Nazi anti-Semitic legislation and propaganda against "Non-Aryans" was a
thinly disguised attack against anyone who had Jewish parents or
grandparents. The first concentration camp opened outside of
Berlin with several to follow that year. Nazis passed a law which
resulted in beggars, the homeless, alcoholics and the unemployed to be
sent to the camps.
The increasing political unease in Europe (particularly with respect to
Hitler's rise to power and the growing threat of Fascism) and emotional
upheavals in Picasso's life contributed to an increasing violent theme
in some of Picasso's work, including etchings of the Vollard Suite (not
included in this exhibition).
Back in the USA, President Roosevelt ordered a seven-day bank holiday
in March, 1933. At the same time, Picasso continued experimenting
with Surrealist imagery, creating figures of unfamiliar juxtapositions
of familiar objects.
Between March 14 and June 18 Picasso created 57 etchings, 40 of which
were on the theme of the sculptor's studio, produced before the
beginning of May. Early sculptural images were like the actual
sculptures Picasso created of Marie-Thérèse
In the summer of 1933 Picasso, his wife, Olga, and their child Paulo
stayed in Cannes while Marie-Thérèse
remained in Biarritz for the summer. Yet it was Marie-Thérèse
who continued to be portrayed in his art and Olga and Paulo were not.

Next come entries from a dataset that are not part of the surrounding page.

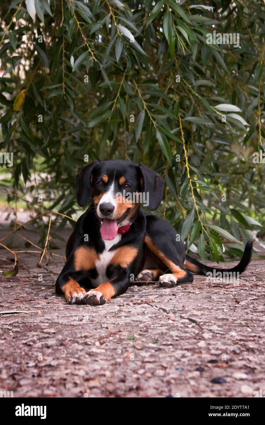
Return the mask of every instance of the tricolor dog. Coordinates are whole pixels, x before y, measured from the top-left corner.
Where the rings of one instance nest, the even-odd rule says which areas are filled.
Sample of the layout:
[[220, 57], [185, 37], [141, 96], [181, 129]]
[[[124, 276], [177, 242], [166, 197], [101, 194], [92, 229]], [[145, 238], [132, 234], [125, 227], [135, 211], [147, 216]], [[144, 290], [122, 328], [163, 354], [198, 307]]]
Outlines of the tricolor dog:
[[[67, 242], [57, 293], [64, 295], [70, 304], [101, 305], [123, 294], [132, 275], [135, 280], [158, 281], [160, 286], [170, 288], [191, 283], [191, 272], [213, 272], [213, 268], [185, 254], [183, 242], [176, 241], [176, 230], [168, 221], [141, 210], [143, 193], [148, 194], [145, 197], [147, 208], [157, 209], [163, 184], [155, 171], [125, 161], [95, 161], [78, 173], [78, 204], [85, 207], [91, 199], [91, 204]], [[251, 239], [248, 242], [235, 267], [214, 269], [243, 272], [252, 244]]]

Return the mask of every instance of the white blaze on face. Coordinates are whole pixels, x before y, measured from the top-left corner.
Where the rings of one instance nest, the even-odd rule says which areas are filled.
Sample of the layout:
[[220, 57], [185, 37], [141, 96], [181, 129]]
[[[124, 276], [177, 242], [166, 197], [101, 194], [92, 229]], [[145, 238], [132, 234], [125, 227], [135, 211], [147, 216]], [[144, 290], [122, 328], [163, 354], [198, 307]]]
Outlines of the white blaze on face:
[[108, 189], [107, 192], [106, 192], [103, 195], [102, 198], [100, 201], [97, 207], [97, 213], [100, 218], [102, 218], [102, 215], [100, 212], [100, 207], [102, 204], [106, 203], [107, 204], [111, 204], [111, 205], [113, 205], [114, 208], [114, 211], [112, 214], [109, 216], [109, 218], [111, 218], [111, 216], [113, 216], [115, 214], [116, 208], [116, 203], [115, 201], [115, 183], [114, 181], [114, 180], [112, 182], [111, 185], [110, 186], [109, 188]]

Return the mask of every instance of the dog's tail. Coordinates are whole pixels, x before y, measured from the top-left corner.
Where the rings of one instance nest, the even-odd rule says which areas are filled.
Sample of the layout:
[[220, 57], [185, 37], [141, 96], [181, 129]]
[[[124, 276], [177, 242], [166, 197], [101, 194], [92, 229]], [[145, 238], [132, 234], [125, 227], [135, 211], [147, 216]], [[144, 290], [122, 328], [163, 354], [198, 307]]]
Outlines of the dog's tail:
[[197, 260], [194, 260], [187, 255], [186, 255], [186, 259], [184, 262], [184, 267], [190, 272], [193, 272], [196, 275], [204, 275], [205, 276], [206, 275], [206, 273], [208, 272], [214, 273], [214, 270], [216, 272], [243, 273], [248, 267], [251, 258], [254, 239], [254, 238], [251, 238], [251, 239], [248, 240], [245, 247], [243, 256], [240, 262], [237, 266], [233, 267], [232, 269], [216, 269], [214, 267], [209, 267], [208, 266], [205, 266]]

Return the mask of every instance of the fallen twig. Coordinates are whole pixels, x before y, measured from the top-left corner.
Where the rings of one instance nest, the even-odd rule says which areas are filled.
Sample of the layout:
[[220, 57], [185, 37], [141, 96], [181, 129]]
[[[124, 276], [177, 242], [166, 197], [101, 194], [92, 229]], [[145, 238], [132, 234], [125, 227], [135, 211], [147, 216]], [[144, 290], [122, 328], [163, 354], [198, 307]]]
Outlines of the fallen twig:
[[119, 329], [117, 331], [114, 331], [113, 332], [110, 332], [109, 334], [107, 334], [106, 335], [103, 335], [99, 338], [99, 342], [100, 344], [102, 345], [104, 344], [104, 341], [102, 340], [105, 340], [107, 338], [108, 338], [109, 337], [112, 337], [113, 335], [115, 335], [115, 334], [118, 334], [119, 332], [122, 332], [122, 331]]

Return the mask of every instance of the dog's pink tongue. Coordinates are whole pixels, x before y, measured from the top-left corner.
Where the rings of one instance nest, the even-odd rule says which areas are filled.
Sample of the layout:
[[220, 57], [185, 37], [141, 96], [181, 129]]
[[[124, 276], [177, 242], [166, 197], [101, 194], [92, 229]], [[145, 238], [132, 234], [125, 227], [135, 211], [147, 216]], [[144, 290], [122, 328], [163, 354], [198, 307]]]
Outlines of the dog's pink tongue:
[[103, 219], [100, 227], [100, 233], [105, 241], [112, 241], [116, 236], [117, 232], [118, 226], [116, 220]]

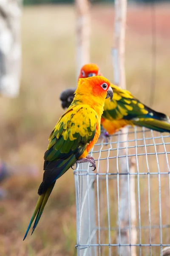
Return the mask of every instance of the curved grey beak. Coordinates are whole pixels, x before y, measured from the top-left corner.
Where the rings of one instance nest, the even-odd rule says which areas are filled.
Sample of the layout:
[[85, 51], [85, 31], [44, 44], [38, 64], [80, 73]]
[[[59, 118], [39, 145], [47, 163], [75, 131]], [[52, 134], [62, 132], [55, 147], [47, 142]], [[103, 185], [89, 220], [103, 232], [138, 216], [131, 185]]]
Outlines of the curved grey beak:
[[111, 101], [113, 99], [113, 90], [111, 88], [111, 87], [109, 86], [109, 88], [108, 89], [108, 92], [107, 93], [107, 96], [106, 99], [108, 99], [109, 97], [110, 97], [110, 101]]

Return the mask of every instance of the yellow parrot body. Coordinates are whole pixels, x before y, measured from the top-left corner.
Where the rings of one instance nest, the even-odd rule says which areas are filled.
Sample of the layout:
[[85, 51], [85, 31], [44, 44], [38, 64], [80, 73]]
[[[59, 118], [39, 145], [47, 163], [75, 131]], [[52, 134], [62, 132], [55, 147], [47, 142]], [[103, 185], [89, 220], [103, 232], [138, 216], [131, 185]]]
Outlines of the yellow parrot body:
[[79, 79], [73, 102], [50, 136], [40, 196], [24, 240], [35, 218], [32, 233], [37, 226], [56, 180], [77, 160], [94, 163], [91, 157], [86, 157], [99, 136], [105, 99], [109, 96], [112, 98], [113, 91], [105, 78]]
[[[79, 78], [102, 76], [97, 65], [87, 64], [82, 67]], [[164, 114], [154, 111], [142, 104], [130, 92], [110, 84], [113, 93], [112, 100], [106, 99], [101, 123], [110, 134], [127, 125], [144, 126], [160, 132], [170, 132], [170, 120]], [[68, 99], [74, 90], [62, 93], [60, 99], [63, 107], [69, 105]]]

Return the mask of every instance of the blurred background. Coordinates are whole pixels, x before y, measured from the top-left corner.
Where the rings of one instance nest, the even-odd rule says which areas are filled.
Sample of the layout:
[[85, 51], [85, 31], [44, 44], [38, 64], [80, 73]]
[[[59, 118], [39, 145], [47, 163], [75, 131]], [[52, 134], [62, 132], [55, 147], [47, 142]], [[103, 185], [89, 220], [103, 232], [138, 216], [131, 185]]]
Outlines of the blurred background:
[[[9, 1], [3, 2], [0, 3], [0, 81], [8, 38], [2, 39], [3, 8]], [[63, 113], [59, 96], [77, 83], [75, 8], [69, 0], [25, 0], [23, 6], [13, 0], [14, 6], [15, 2], [16, 7], [10, 11], [13, 18], [20, 17], [17, 23], [12, 19], [4, 26], [11, 28], [15, 24], [14, 29], [17, 29], [14, 38], [18, 38], [17, 63], [12, 61], [18, 77], [16, 90], [4, 93], [0, 83], [0, 174], [6, 174], [3, 178], [1, 175], [0, 183], [0, 255], [73, 256], [76, 210], [71, 169], [57, 180], [34, 235], [22, 240], [38, 198], [48, 138]], [[90, 8], [91, 61], [111, 81], [113, 2], [95, 0]], [[128, 90], [169, 115], [170, 2], [128, 1], [125, 62]]]

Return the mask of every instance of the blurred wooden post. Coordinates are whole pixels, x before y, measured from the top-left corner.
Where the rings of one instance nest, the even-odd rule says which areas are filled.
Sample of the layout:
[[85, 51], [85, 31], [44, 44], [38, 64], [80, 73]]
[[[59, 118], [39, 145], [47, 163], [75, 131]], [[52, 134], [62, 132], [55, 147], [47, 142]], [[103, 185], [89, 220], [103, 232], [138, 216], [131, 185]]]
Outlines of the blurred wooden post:
[[[76, 56], [77, 72], [76, 79], [79, 76], [82, 67], [90, 62], [90, 20], [89, 3], [88, 0], [75, 0], [77, 12], [76, 20]], [[80, 170], [88, 170], [88, 163], [80, 165]], [[89, 173], [92, 173], [91, 168], [89, 168]], [[90, 247], [91, 244], [96, 243], [96, 235], [95, 190], [93, 183], [94, 178], [93, 176], [79, 176], [80, 192], [79, 206], [77, 207], [77, 253], [81, 255], [96, 255], [95, 247]], [[79, 208], [81, 213], [78, 212]], [[80, 215], [81, 216], [80, 216]], [[81, 220], [83, 220], [82, 221]], [[84, 249], [81, 244], [87, 244]], [[90, 245], [90, 247], [89, 247]], [[81, 250], [82, 249], [82, 250]]]
[[75, 0], [76, 20], [76, 78], [85, 64], [90, 62], [90, 18], [88, 0]]
[[18, 96], [21, 44], [20, 0], [0, 1], [0, 94]]
[[[115, 0], [115, 24], [114, 46], [113, 49], [113, 62], [114, 78], [115, 84], [119, 85], [123, 89], [126, 89], [126, 79], [125, 69], [125, 35], [126, 21], [127, 0]], [[121, 141], [127, 140], [127, 130], [126, 128], [122, 129]], [[125, 149], [120, 151], [121, 154], [126, 155], [127, 143], [121, 144], [120, 146]], [[134, 172], [134, 163], [128, 161], [127, 163], [125, 157], [120, 158], [121, 172], [128, 173], [128, 164], [130, 173]], [[129, 229], [124, 228], [130, 226], [135, 227], [136, 214], [135, 200], [135, 183], [134, 179], [129, 178], [130, 202], [129, 205], [128, 177], [128, 175], [121, 176], [120, 185], [120, 208], [119, 220], [120, 226], [120, 241], [119, 232], [117, 234], [118, 244], [136, 244], [137, 232], [136, 229], [131, 229], [130, 237]], [[129, 209], [130, 208], [130, 209]], [[129, 212], [130, 212], [130, 218]], [[119, 251], [120, 250], [119, 248]], [[121, 248], [120, 255], [122, 256], [136, 256], [136, 248], [135, 246], [122, 246]]]

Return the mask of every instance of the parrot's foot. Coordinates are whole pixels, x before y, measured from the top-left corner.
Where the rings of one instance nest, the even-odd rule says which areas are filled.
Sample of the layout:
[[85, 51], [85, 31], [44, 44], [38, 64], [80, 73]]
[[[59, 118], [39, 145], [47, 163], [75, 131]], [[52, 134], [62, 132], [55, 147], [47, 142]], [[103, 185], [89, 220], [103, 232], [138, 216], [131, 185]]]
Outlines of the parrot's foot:
[[[94, 167], [94, 169], [93, 171], [95, 171], [96, 169], [96, 166], [95, 162], [94, 161], [94, 158], [93, 157], [91, 156], [87, 156], [85, 158], [81, 158], [77, 160], [76, 163], [87, 163], [89, 162], [91, 163], [91, 166], [90, 166], [91, 167]], [[73, 169], [73, 168], [72, 168]]]

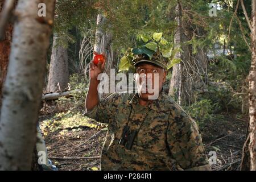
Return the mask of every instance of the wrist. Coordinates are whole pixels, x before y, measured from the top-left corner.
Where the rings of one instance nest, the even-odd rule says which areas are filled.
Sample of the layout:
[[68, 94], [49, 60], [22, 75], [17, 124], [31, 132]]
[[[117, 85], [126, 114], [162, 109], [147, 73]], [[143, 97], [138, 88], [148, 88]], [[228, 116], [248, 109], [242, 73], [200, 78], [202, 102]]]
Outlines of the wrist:
[[98, 80], [97, 78], [90, 78], [90, 83], [94, 83], [94, 84], [99, 84], [100, 82], [100, 80]]

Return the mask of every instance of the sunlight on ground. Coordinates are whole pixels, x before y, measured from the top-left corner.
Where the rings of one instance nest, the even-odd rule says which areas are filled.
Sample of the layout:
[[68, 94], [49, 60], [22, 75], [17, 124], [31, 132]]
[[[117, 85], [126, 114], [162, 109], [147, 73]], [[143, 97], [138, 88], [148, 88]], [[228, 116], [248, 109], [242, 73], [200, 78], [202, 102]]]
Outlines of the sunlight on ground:
[[40, 128], [46, 136], [49, 132], [59, 131], [60, 134], [64, 134], [68, 130], [79, 131], [82, 127], [100, 128], [106, 127], [106, 125], [101, 123], [82, 115], [80, 112], [76, 113], [71, 111], [56, 113], [50, 119], [43, 120]]

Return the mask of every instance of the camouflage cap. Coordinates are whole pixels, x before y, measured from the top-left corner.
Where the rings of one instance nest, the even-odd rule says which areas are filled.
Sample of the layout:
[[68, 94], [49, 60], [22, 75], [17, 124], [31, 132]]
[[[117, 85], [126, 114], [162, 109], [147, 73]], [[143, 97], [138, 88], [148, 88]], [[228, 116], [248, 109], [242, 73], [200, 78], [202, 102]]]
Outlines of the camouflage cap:
[[163, 57], [161, 55], [159, 55], [158, 57], [153, 56], [151, 59], [149, 59], [148, 56], [143, 56], [142, 55], [141, 57], [134, 58], [132, 60], [132, 62], [134, 67], [136, 67], [138, 64], [141, 63], [150, 63], [165, 69], [167, 69], [168, 59]]

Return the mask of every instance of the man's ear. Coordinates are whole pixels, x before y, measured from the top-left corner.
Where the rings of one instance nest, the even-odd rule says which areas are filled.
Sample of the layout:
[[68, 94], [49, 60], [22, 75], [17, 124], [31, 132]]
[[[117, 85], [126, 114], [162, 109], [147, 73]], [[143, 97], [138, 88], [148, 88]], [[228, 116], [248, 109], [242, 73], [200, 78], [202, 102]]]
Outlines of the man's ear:
[[163, 73], [163, 82], [165, 82], [166, 81], [166, 76], [167, 75], [167, 71], [166, 70], [164, 70]]

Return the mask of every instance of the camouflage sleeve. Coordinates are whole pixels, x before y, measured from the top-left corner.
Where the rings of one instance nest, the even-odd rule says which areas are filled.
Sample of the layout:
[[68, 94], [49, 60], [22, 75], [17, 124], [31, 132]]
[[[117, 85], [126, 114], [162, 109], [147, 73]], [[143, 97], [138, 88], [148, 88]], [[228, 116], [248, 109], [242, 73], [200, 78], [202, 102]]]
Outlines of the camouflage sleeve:
[[197, 125], [184, 111], [170, 122], [167, 139], [177, 169], [211, 169]]
[[113, 115], [115, 101], [118, 95], [113, 93], [104, 99], [90, 110], [85, 110], [84, 115], [98, 122], [108, 123]]

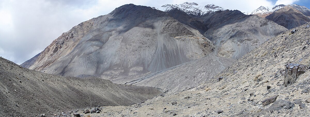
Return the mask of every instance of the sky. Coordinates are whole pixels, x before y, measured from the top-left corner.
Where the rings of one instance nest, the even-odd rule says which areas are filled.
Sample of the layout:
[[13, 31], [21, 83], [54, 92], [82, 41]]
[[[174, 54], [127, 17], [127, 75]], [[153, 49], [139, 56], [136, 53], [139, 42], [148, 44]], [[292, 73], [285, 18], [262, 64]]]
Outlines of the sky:
[[310, 8], [310, 0], [0, 0], [0, 56], [20, 64], [44, 50], [73, 26], [133, 3], [160, 8], [194, 2], [251, 12], [260, 6], [296, 4]]

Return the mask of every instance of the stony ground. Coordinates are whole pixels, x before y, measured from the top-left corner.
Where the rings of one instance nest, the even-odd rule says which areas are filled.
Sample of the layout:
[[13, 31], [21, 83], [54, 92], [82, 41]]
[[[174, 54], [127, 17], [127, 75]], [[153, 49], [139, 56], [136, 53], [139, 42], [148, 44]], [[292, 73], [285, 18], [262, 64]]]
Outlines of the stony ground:
[[0, 57], [0, 116], [50, 116], [60, 110], [128, 106], [162, 93], [95, 77], [64, 77], [24, 68]]
[[[126, 106], [105, 106], [91, 116], [309, 116], [310, 70], [283, 85], [288, 63], [309, 66], [310, 23], [267, 41], [197, 87]], [[267, 102], [264, 101], [267, 99]], [[263, 103], [264, 102], [264, 103]], [[79, 112], [82, 114], [83, 111]]]

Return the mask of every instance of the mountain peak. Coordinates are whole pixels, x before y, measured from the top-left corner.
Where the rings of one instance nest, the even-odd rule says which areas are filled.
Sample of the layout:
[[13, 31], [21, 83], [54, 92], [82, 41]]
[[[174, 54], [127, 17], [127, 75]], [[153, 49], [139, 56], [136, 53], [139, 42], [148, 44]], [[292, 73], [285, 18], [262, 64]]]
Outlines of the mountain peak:
[[197, 3], [196, 3], [196, 2], [184, 2], [184, 3], [183, 4], [189, 4], [189, 5], [196, 5], [196, 6], [198, 6], [198, 4], [197, 4]]
[[200, 16], [210, 12], [225, 11], [226, 9], [211, 4], [204, 6], [199, 5], [195, 2], [185, 2], [180, 4], [166, 4], [162, 6], [160, 10], [168, 12], [173, 9], [177, 9], [189, 15]]
[[256, 15], [261, 17], [265, 17], [274, 12], [285, 6], [285, 5], [283, 4], [280, 4], [273, 7], [261, 6], [258, 8], [247, 15]]

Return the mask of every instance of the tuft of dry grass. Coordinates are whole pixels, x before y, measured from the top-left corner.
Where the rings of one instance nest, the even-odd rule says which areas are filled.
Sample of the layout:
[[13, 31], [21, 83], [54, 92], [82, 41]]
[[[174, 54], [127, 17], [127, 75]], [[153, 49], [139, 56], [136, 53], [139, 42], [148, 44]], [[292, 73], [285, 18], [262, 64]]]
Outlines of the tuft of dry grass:
[[262, 57], [264, 56], [265, 55], [266, 55], [266, 54], [268, 54], [268, 53], [267, 52], [265, 52], [265, 53], [264, 53], [264, 54], [263, 54], [262, 55]]

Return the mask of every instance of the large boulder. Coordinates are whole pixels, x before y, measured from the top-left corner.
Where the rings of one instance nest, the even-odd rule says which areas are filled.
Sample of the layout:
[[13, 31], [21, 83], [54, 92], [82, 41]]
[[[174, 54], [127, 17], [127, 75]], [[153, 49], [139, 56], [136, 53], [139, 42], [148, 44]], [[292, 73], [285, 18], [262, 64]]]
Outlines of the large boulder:
[[307, 66], [301, 64], [289, 63], [286, 65], [284, 74], [285, 86], [292, 84], [296, 81], [298, 76], [302, 74], [308, 70]]
[[295, 106], [295, 104], [290, 102], [282, 99], [277, 100], [265, 110], [271, 111], [287, 109], [292, 110]]

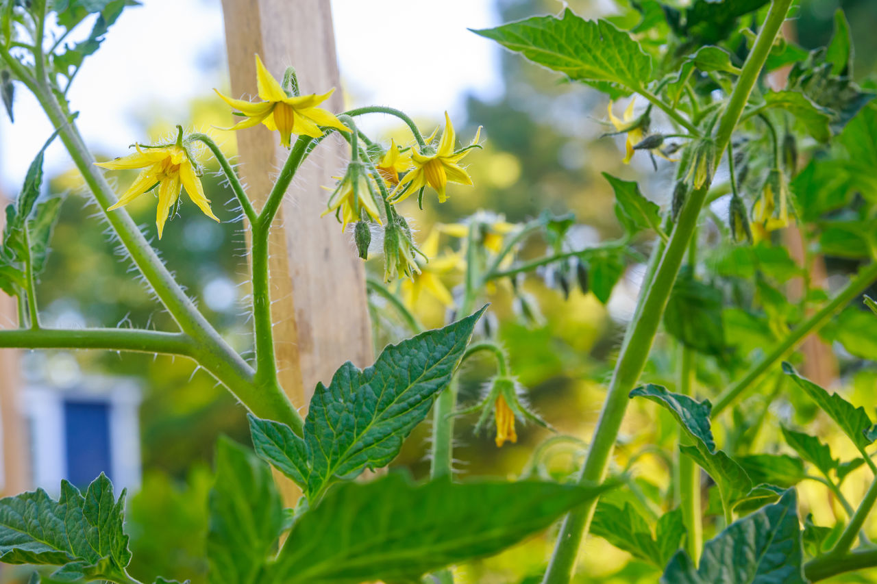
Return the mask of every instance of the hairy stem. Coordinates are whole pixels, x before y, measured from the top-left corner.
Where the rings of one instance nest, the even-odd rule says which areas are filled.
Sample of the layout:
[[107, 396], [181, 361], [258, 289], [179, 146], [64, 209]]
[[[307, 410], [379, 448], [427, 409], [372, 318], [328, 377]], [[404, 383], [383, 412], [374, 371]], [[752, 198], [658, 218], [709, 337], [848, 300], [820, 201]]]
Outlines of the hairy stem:
[[838, 311], [841, 310], [850, 302], [862, 294], [871, 284], [877, 281], [877, 262], [861, 270], [856, 277], [844, 288], [831, 301], [827, 303], [809, 318], [793, 329], [782, 341], [774, 346], [770, 353], [764, 355], [749, 368], [746, 374], [741, 377], [734, 385], [726, 389], [716, 400], [712, 409], [712, 417], [718, 416], [728, 406], [733, 403], [748, 389], [763, 374], [776, 365], [790, 351], [800, 345], [808, 335], [816, 332], [831, 320]]
[[[721, 158], [731, 141], [734, 127], [755, 86], [774, 39], [786, 18], [786, 12], [790, 4], [791, 0], [774, 0], [771, 5], [764, 26], [746, 58], [738, 82], [719, 120], [715, 139], [716, 160]], [[709, 188], [709, 181], [691, 193], [686, 201], [670, 235], [670, 240], [667, 243], [654, 279], [644, 292], [642, 310], [637, 311], [616, 362], [591, 447], [579, 475], [580, 481], [602, 481], [606, 474], [615, 441], [627, 409], [628, 394], [638, 381], [645, 365], [658, 325], [664, 314], [664, 308], [681, 265], [682, 257], [697, 224], [697, 217]], [[579, 546], [588, 531], [596, 501], [595, 498], [574, 509], [564, 519], [554, 553], [543, 580], [544, 584], [567, 584], [570, 581]]]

The suite of 100 images was named for Picasso's art dealer and
publisher, Ambroise Vollard (1867-1939). Vollard, responsible for
giving the first one-man show in Paris for Picasso in 1901 is the
subject of a special exhibition to be at the Museum of Modern Art in
New York September, 2006 - January, 2007. Vollard also gave the
first solo shows for artists Cezanne and Matisse in the Paris gallery
he created in 1893 where he also exhibited art by Degas, Rodin,
Gauguin, and Van Gogh, among others. In most of these early shows
Vollard defied public taste, supporting avante-garde artists, all
of whom later painted portraits of Vollard in appreciation for
his early support.
In 1913 Vollard began to purchase the copper etching plates that
Picasso prepared with the intent of producing a limited number of
etchings "pulled" from those plates.
In 1937 Vollard was given 97 copper etching plates by Picasso in trade
for some paintings (by other artists) that Picasso wanted from
Vollard. The etching plates were created in the period 1930 to
1936. Picasso later created
three etchings of Vollard,
bringing the total number of etching plates to 100.
Vollard died in an auto accident in 1939 and soon after the etching
plates were acquired by Henri Petiet.
The 100 Suite Vollard images are generally categorized by themes: The
Battle of Love (5 images), The Sculptor's Studio (46), Rembrandt (4),
The Minotaur and The Blind Minotaur (15), and the Portraits of Vollard
(3). The remaining 27 images deal with various themes such as
women dressing and women sleeping, the circus,
bullfight, and love (both tender and otherwise), among others.
Evident among all the prints in the Vollard Suite is a unity bound by
the nod to neoclassicism, influenced by Picasso's earlier trips to art
centers in Italy including Rome, Florence, Naples and Pompeii.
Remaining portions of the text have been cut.